Far from the delivery room
Published Feb. 13, 2026 15:24
The number of births has been declining for years, and by no means a few. A matter of course, since the number of births is shrinking dramatically: just two decades ago it was hovering around 400,000 a year, now it is about 250,000. During the ongoing session of the Sejm on this issue, the Parliamentary Group on Patients' Rights met - and debated the problem at length. Long, but not necessarily constructively. The social side argues that it understands the need for changes in the model of perinatal care, resulting from demographics and economics. It is quite clear that it is impossible to maintain labor and delivery units in every county or city hospital - it would even be to the detriment of the safety of mothers and children.
It is also clear that the lion's share of parturients consciously choose a hospital and go to it - especially if it is far from where they live - early enough. However, there is something disturbing in the information provided during the meeting that in Podkarpacie, where there is no longer a single delivery room in parts of the province, some women rent apartments in Rzeszow, for example, which allows them to avoid stress in the last weeks before the birth. Experts, sharing the health ministry's argument, are probably also uncomfortable listening to such accounts - this is not how it should be.
The snag is that the Health Ministry is proposing solutions that are not really solutions. Certainly not the problems that uncoordinated closure or suspension of maternity wards can generate. From the beginning, the ministry has assured that there will be no births in so-called "birthing rooms" as a rule, because the goal is for women to give birth in labor wards.

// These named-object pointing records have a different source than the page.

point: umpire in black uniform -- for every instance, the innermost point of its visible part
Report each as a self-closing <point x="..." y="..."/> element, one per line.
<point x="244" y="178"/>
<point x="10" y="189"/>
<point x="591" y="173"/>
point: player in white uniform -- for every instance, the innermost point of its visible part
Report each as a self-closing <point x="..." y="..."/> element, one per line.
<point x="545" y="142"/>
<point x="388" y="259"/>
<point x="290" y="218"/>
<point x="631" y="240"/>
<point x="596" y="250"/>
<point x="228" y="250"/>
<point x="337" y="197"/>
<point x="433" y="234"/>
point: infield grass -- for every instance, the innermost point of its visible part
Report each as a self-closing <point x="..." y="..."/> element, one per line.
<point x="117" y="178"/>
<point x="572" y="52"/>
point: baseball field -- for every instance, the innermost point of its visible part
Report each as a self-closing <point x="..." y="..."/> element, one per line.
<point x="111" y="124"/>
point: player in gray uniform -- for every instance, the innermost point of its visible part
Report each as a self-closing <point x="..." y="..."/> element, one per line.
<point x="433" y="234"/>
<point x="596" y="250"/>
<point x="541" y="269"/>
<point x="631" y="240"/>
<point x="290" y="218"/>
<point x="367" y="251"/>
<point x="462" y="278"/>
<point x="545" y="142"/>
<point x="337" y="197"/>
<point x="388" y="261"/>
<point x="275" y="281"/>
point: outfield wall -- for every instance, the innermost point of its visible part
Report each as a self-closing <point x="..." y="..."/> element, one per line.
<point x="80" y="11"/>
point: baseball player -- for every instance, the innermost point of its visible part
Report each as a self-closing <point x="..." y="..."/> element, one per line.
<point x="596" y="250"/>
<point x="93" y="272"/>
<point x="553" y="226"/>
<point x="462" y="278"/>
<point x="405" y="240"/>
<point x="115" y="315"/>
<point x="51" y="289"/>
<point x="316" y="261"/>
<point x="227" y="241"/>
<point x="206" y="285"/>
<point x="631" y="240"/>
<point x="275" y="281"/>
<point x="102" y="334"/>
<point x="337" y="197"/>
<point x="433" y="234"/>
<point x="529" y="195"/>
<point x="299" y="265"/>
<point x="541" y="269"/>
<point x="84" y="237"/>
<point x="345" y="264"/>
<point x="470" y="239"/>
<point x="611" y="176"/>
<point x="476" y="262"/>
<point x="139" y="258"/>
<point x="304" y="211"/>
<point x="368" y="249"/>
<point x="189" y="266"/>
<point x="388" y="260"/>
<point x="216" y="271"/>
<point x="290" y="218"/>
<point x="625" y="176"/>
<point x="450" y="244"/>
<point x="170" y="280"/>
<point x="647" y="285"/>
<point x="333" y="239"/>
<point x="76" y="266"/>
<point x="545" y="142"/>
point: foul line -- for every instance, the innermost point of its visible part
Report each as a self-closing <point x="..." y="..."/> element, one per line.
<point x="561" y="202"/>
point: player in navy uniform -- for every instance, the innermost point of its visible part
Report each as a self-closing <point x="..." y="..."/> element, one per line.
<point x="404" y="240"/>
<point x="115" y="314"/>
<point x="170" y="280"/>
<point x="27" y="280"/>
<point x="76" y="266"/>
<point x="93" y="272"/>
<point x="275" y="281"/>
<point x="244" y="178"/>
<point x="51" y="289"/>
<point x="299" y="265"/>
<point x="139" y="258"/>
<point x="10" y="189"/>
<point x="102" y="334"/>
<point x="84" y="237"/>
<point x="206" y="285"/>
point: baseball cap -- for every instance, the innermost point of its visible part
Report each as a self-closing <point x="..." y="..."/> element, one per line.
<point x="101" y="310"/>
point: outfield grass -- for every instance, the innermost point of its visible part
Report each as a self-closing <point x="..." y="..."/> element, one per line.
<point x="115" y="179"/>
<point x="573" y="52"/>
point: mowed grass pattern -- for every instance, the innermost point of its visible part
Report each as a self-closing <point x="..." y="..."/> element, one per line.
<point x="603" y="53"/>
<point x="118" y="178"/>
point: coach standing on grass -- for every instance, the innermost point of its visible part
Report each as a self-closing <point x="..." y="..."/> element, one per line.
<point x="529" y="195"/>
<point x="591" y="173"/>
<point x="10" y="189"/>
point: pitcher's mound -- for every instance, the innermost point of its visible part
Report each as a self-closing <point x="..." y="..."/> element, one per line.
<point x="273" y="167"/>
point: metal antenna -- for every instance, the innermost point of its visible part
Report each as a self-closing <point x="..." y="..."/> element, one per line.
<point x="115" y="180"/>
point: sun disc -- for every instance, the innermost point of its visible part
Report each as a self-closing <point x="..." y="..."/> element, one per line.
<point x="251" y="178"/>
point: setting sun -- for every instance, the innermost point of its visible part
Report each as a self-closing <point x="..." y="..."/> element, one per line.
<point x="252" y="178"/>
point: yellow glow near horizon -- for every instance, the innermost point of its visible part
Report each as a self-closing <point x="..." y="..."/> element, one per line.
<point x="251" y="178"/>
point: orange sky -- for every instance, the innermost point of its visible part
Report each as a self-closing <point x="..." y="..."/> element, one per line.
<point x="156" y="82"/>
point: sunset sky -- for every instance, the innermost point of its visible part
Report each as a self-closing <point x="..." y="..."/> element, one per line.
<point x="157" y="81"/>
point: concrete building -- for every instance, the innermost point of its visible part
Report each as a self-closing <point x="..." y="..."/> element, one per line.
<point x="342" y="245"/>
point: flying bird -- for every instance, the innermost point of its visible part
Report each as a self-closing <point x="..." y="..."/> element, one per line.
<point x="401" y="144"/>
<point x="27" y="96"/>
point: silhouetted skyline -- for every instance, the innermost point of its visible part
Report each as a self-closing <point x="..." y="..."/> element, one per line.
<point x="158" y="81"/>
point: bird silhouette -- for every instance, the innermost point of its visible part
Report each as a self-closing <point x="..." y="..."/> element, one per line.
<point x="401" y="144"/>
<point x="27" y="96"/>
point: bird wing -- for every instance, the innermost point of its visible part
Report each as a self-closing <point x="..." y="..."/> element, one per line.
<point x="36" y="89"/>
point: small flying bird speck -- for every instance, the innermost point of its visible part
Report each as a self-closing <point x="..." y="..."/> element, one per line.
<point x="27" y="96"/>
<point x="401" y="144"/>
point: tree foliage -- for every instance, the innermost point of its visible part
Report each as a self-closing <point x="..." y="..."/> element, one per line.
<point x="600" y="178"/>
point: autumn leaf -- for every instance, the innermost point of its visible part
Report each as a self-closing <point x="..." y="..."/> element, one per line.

There will not be any, especially since, as representatives of the ministry said at the Team's meeting, rooms are to be created nationwide in several. Not every hospital, eliminating a delivery room, will qualify to contract such a service. - We certainly don't want birth rooms to spring up like mushrooms, the meeting participants heard. The hospital will have to meet the minimum distance from the nearest maternity ward, have adequate facilities and, last but not least, a positive opinion from the provincial consultant.
That's not all, however. The hospital must also have the will to run such a birth room. This is not a bond, but an option. As Deputy Health Minister Katarzyna Kęcka said from the parliamentary stand on Thursday, no proposal to run a birth room has been received yet. This is, of course, an open matter, the regulations and orders on this issue have been in force for a short time. But hospitals will be calculating - not only the money, but also the risks of being responsible for a solution that is not quite tailored to the challenges of diluting the network of maternity wards. Or rather, with dilution, as the process is ongoing.